I didn't say it was impractical: if you read what I wrote, you'll see that I provided two examples of good implemenations of open participation.

What I said was that such systems demonstrably encourage cliquishness, infighting, and mod-warring. That doesn't make it impractical: that makes it against the spirit of the Ubuntu community.


Next, you seem to be afraid anonymous users will generally be of lower quality than registered ones, or that anonymous posting will lead to increased bad behavior. Not true:
The registration system was battened down recently because the forum had a problem with bad behavior from users who were taking advantage of the relatively low bar for entry.


Why are you obsessed with the identities of message board posters?
No personal information -- apart from a valid e-mail address -- is actually required. What is required is that a user's Forum identity remain consistent from one post to the next. This helps engender trust and community, both of which are important to the philosophy behind this forum and the Linux distribution which it supports.

LaRoza
February 28th, 2008, 04:56 PM
You joined this forum to say that?

Never mind, I see you have many accounts here. We are looking into the matter.

Vadi
February 28th, 2008, 05:01 PM
I don't agree with this idea for -these- forums. I can think of others where it will help, but here, registering is a good thing.

donotgcc
February 28th, 2008, 05:02 PM
No personal information -- apart from a valid e-mail address -- is actually required

Oh, look--he didn't RTFA.

Slashdot's drama is the exception for places where it's possible to post anonymously. Further, the drama there occurs not because it's a message board that tolerates anonymity, but because it's a message board that encourages pseudonymity.


Never mind, I see you have many accounts here

Posting from work, but it's surprising that I'd have "many" coworkers here.

LaRoza
February 28th, 2008, 05:08 PM
Posting from work, but it's surprising that I'd have "many" coworkers here.

There are many accounts that are registered with your IP address, and there are many different accounts using it.

Many of them have no posts.

donotgcc
February 28th, 2008, 05:16 PM
Many of the accounts have no posts? That's not surprising for a forced-registration message board.

Then again, since they come from the same IP I'm using, there's a chance my company's server is compromised.

LaRoza
February 28th, 2008, 05:21 PM
Many of the accounts have no posts? That's not surprising for a forced-registration message board.

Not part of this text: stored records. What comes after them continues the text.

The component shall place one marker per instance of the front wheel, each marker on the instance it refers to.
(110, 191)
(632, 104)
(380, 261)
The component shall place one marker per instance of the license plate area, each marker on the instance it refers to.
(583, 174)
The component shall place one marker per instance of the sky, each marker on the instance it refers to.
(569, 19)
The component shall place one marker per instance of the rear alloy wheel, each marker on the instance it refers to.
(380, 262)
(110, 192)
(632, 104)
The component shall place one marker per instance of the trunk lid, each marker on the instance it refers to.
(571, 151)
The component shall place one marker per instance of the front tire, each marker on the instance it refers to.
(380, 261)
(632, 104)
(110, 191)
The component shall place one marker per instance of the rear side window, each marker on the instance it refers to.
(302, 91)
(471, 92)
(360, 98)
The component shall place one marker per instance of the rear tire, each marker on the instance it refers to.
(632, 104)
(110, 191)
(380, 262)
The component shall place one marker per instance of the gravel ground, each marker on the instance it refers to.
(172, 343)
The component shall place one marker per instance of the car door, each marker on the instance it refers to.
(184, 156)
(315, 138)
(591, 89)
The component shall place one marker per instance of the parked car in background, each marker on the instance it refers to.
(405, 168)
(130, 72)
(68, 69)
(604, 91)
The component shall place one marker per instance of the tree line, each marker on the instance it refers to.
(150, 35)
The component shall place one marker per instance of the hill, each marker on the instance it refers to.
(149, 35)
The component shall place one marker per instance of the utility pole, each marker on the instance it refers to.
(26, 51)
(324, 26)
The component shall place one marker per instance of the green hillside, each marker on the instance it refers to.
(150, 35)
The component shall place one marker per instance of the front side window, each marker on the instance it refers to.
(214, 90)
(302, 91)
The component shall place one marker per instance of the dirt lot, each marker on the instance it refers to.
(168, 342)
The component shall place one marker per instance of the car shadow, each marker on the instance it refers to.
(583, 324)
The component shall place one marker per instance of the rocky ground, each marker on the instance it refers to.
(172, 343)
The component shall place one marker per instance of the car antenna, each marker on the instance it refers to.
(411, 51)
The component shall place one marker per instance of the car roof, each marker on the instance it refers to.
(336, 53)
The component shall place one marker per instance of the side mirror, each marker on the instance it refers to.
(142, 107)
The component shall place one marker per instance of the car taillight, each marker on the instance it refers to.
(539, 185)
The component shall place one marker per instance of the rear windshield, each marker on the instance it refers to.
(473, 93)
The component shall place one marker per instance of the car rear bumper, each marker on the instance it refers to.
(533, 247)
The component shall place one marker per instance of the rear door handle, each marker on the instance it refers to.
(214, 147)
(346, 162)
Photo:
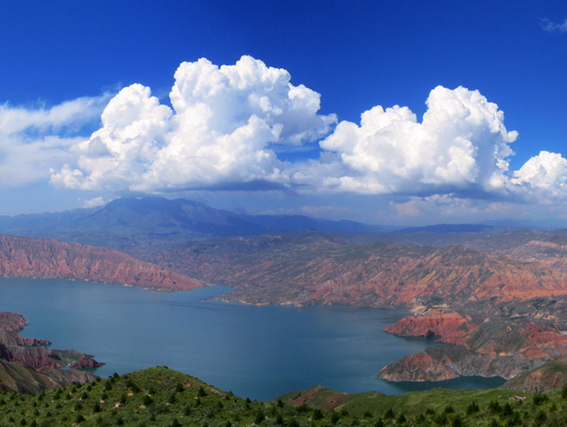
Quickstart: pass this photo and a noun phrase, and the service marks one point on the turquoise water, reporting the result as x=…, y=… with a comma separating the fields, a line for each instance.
x=259, y=352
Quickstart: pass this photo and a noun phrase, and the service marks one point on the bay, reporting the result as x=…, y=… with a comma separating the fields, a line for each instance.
x=259, y=352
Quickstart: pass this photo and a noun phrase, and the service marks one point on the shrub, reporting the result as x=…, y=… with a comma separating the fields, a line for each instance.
x=389, y=414
x=540, y=417
x=472, y=408
x=539, y=398
x=259, y=418
x=494, y=407
x=440, y=419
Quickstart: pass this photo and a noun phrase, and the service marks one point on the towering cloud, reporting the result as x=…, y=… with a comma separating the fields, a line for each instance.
x=220, y=131
x=33, y=140
x=461, y=142
x=225, y=123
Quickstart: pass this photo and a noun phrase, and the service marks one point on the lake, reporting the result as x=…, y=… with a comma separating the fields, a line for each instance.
x=259, y=352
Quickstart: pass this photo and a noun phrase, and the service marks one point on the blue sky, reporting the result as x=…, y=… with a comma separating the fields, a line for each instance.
x=88, y=111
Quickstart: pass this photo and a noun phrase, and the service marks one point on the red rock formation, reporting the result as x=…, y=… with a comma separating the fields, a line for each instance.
x=27, y=365
x=449, y=325
x=37, y=258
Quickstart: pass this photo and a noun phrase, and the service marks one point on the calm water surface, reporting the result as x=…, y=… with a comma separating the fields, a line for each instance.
x=256, y=351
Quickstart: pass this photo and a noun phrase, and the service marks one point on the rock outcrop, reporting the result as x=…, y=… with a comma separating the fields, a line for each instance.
x=39, y=258
x=27, y=365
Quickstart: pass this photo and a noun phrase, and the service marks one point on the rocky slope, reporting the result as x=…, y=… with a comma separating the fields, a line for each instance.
x=319, y=269
x=41, y=258
x=27, y=365
x=501, y=316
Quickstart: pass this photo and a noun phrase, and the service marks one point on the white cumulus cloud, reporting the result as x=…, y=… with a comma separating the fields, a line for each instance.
x=546, y=171
x=461, y=141
x=226, y=125
x=219, y=132
x=34, y=140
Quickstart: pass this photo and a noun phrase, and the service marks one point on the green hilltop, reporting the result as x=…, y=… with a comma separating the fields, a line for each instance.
x=163, y=397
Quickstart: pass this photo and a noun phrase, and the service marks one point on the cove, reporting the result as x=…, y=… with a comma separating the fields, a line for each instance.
x=259, y=352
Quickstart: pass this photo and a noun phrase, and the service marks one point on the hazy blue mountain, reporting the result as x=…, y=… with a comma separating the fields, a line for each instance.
x=154, y=221
x=448, y=228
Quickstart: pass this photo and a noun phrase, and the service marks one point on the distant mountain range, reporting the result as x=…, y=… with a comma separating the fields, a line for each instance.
x=470, y=284
x=150, y=221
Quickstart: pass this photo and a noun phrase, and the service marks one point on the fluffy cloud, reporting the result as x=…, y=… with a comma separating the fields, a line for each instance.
x=223, y=123
x=551, y=27
x=546, y=171
x=461, y=142
x=226, y=124
x=31, y=140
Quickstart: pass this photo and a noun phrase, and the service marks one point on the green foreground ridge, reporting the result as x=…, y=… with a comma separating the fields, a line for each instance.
x=163, y=397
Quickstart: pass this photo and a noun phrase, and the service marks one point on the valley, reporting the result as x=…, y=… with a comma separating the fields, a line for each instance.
x=495, y=298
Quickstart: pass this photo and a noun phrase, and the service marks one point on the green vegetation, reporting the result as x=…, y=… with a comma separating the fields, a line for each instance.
x=162, y=397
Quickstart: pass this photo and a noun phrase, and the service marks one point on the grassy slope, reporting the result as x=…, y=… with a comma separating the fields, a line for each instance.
x=162, y=397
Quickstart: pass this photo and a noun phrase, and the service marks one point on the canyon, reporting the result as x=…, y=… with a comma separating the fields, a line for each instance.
x=28, y=365
x=494, y=298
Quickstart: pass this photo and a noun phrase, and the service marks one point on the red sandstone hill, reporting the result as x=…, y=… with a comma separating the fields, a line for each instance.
x=319, y=269
x=42, y=258
x=27, y=365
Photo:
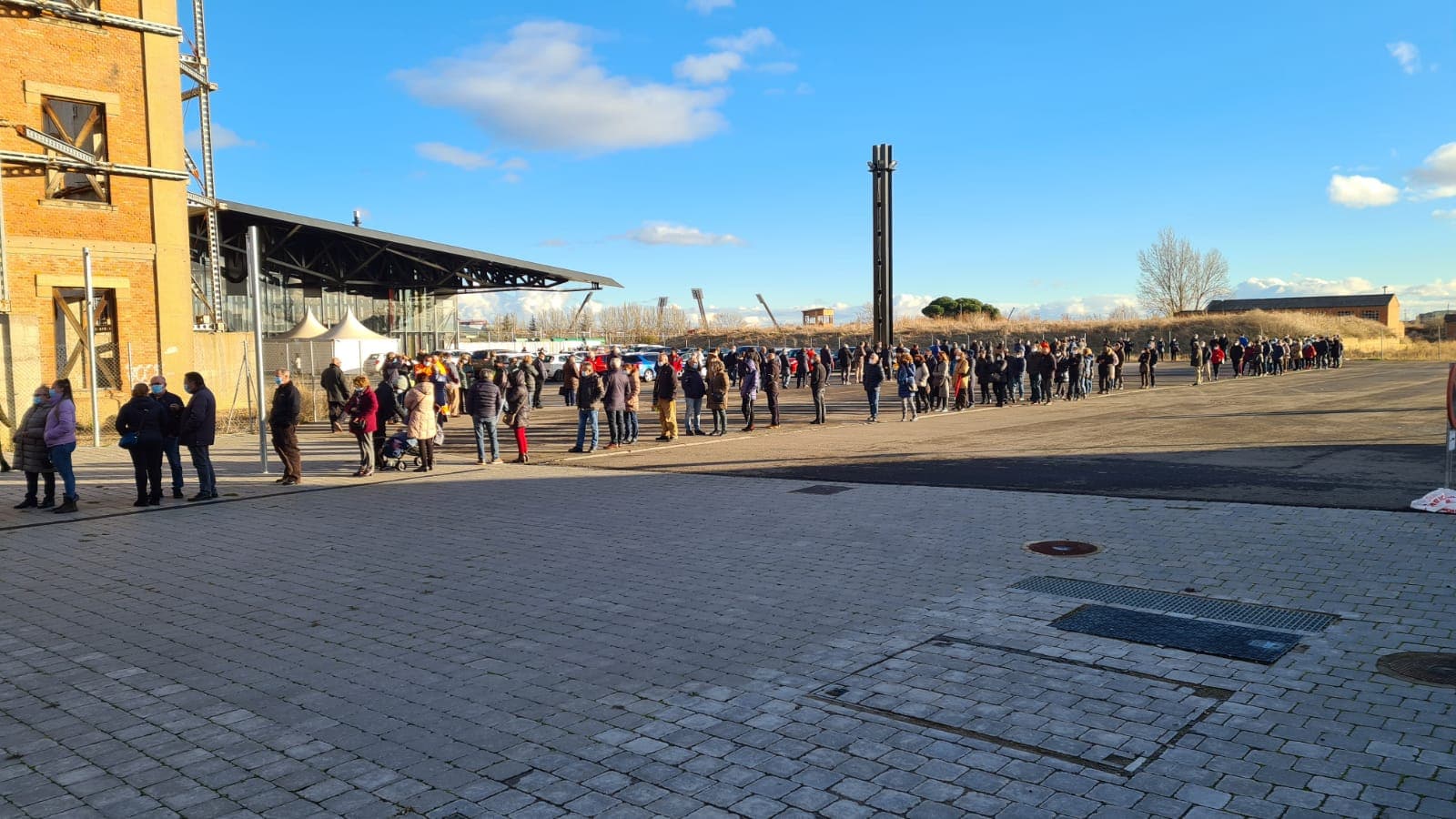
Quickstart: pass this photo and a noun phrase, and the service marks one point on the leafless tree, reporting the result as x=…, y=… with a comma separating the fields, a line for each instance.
x=1176, y=278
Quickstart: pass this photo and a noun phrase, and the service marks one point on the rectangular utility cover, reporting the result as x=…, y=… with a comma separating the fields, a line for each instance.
x=1220, y=640
x=1101, y=717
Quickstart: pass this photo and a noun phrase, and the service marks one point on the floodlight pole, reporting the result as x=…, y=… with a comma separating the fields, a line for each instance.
x=255, y=267
x=881, y=167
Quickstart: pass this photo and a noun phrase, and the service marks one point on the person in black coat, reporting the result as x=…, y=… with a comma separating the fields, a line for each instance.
x=142, y=417
x=283, y=421
x=171, y=424
x=337, y=392
x=386, y=413
x=198, y=431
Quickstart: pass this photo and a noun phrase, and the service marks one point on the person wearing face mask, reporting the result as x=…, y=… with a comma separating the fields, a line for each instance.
x=361, y=409
x=283, y=421
x=171, y=429
x=142, y=419
x=60, y=439
x=197, y=431
x=31, y=453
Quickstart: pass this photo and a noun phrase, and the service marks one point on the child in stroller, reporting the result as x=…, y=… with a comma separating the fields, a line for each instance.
x=400, y=452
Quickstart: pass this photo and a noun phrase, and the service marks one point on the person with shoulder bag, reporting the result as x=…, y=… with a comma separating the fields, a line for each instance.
x=140, y=428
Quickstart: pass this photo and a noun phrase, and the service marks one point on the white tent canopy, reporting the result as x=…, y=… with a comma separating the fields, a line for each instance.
x=349, y=329
x=306, y=329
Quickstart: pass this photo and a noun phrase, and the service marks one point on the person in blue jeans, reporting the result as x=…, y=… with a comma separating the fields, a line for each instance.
x=171, y=429
x=589, y=399
x=873, y=378
x=484, y=404
x=60, y=440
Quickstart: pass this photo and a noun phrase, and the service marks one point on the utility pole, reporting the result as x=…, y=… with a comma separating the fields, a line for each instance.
x=768, y=310
x=881, y=167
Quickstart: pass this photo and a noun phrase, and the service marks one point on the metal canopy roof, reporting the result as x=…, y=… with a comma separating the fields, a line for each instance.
x=368, y=261
x=1300, y=302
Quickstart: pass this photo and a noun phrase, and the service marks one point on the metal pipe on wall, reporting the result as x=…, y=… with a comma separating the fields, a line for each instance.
x=91, y=346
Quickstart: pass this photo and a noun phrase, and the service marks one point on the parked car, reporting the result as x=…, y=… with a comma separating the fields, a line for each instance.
x=645, y=360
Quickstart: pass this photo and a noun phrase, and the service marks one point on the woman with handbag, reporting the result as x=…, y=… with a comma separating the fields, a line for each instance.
x=140, y=428
x=521, y=411
x=31, y=455
x=60, y=442
x=420, y=402
x=718, y=394
x=361, y=409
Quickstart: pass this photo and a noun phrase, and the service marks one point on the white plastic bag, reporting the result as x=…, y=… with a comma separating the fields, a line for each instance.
x=1441, y=500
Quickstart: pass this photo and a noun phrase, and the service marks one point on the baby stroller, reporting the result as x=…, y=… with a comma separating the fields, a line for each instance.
x=399, y=453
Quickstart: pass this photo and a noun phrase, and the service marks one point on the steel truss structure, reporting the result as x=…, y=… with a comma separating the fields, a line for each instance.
x=298, y=251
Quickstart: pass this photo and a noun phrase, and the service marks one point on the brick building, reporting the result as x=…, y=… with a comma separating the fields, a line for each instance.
x=92, y=157
x=1382, y=308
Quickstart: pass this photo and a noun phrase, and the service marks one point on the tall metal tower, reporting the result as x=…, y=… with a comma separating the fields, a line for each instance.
x=196, y=73
x=881, y=167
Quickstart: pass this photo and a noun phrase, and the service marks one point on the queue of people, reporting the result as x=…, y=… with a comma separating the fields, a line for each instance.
x=421, y=397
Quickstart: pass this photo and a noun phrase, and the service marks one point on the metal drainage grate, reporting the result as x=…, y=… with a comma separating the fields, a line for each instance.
x=1420, y=666
x=820, y=490
x=1062, y=548
x=1234, y=642
x=1210, y=608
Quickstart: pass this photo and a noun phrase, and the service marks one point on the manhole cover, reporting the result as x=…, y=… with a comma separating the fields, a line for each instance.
x=1420, y=666
x=1062, y=548
x=820, y=490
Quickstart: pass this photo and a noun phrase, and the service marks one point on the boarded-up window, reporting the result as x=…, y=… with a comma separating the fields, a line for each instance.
x=80, y=126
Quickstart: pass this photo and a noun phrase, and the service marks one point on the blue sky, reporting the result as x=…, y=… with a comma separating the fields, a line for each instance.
x=723, y=143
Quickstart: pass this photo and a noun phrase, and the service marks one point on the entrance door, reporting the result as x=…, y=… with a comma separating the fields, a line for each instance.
x=70, y=337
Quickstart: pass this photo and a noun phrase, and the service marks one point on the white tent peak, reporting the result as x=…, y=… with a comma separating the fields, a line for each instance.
x=349, y=329
x=306, y=329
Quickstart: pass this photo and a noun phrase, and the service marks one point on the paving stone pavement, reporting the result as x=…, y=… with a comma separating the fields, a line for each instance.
x=555, y=642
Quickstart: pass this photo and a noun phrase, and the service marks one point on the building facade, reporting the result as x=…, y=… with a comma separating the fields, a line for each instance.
x=92, y=157
x=1382, y=308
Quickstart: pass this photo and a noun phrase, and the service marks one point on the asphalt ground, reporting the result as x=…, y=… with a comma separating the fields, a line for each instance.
x=1366, y=436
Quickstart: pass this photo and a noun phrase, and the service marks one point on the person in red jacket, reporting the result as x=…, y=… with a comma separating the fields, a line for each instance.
x=361, y=409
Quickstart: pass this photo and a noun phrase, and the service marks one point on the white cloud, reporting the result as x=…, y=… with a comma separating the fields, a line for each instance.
x=1361, y=191
x=223, y=138
x=664, y=234
x=746, y=43
x=545, y=89
x=708, y=69
x=1300, y=285
x=1407, y=55
x=1436, y=178
x=1077, y=307
x=451, y=155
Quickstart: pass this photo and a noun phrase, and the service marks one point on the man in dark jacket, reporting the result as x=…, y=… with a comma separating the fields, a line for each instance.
x=874, y=376
x=772, y=372
x=819, y=380
x=335, y=390
x=171, y=421
x=197, y=430
x=283, y=421
x=615, y=389
x=664, y=398
x=541, y=380
x=484, y=404
x=589, y=401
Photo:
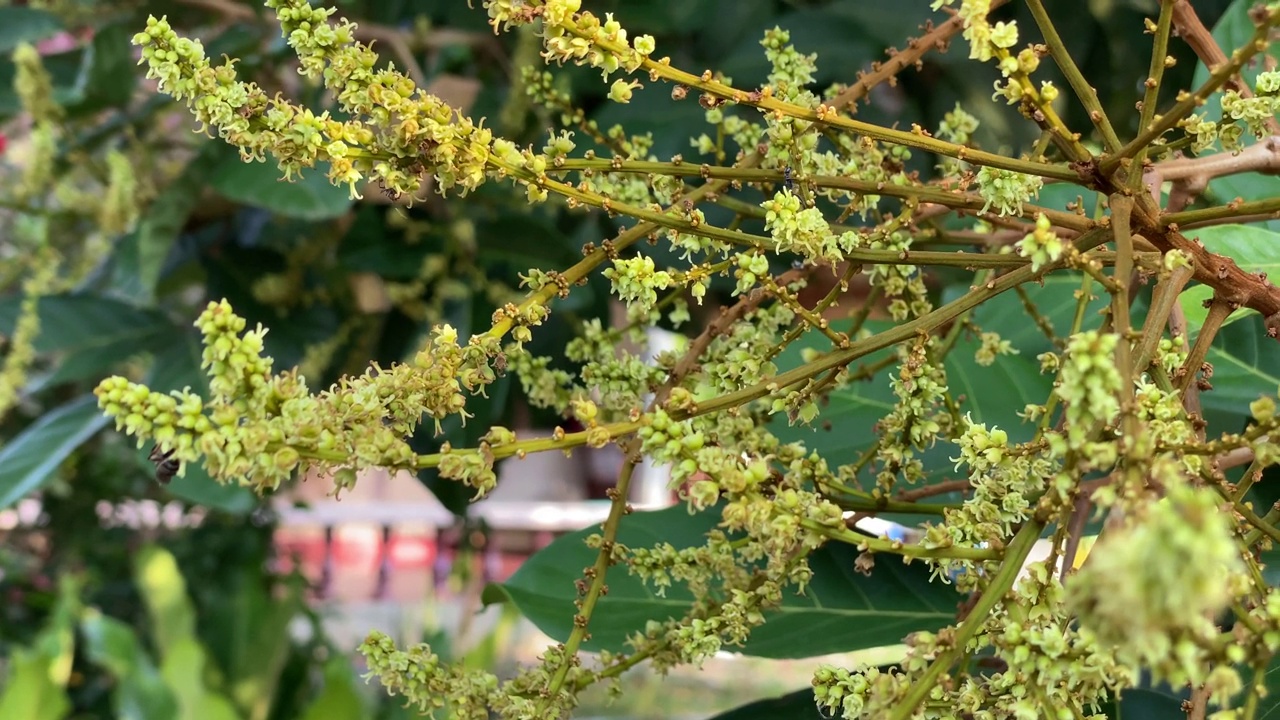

Then again, since they come from the same IP I'm using, there's a chance my company's server is compromised.

Did you join this forum for any other reason than to critize the fact one has to join in?

Your posts would make more sense if you were actually part of the forum.

I noticed your "RTFA" line directed at p_quarles. When you registered, you agreed to the rules of the forum.

Please review them, to help, the Codes of Conduct link in my sig will direct you to them, read the Ubuntu Forums Code of Conduct again.

p_quarles
February 28th, 2008, 05:22 PM
Many of the accounts have no posts? That's not surprising for a forced-registration message board.

Then again, since they come from the same IP I'm using, there's a chance my company's server is compromised.
You don't have to register to not post, so I fail to see the sense of the "not surprising" remark.

In any case, assuming that your IP address is in a pool like you say, it is confusing that to me why this would be the first post you make here. But, whatever. You've made your point, the site administrators will see this eventually and give the idea due consideration. The bottom line, of course, is that if you believe you have a better way of running a Linux support forum, it is your right to start one, and then to run it the way you think is best. Please understand that the owner of this site is exercising that same right.

EDIT: Thread closed, as this discussion seems to have run its course.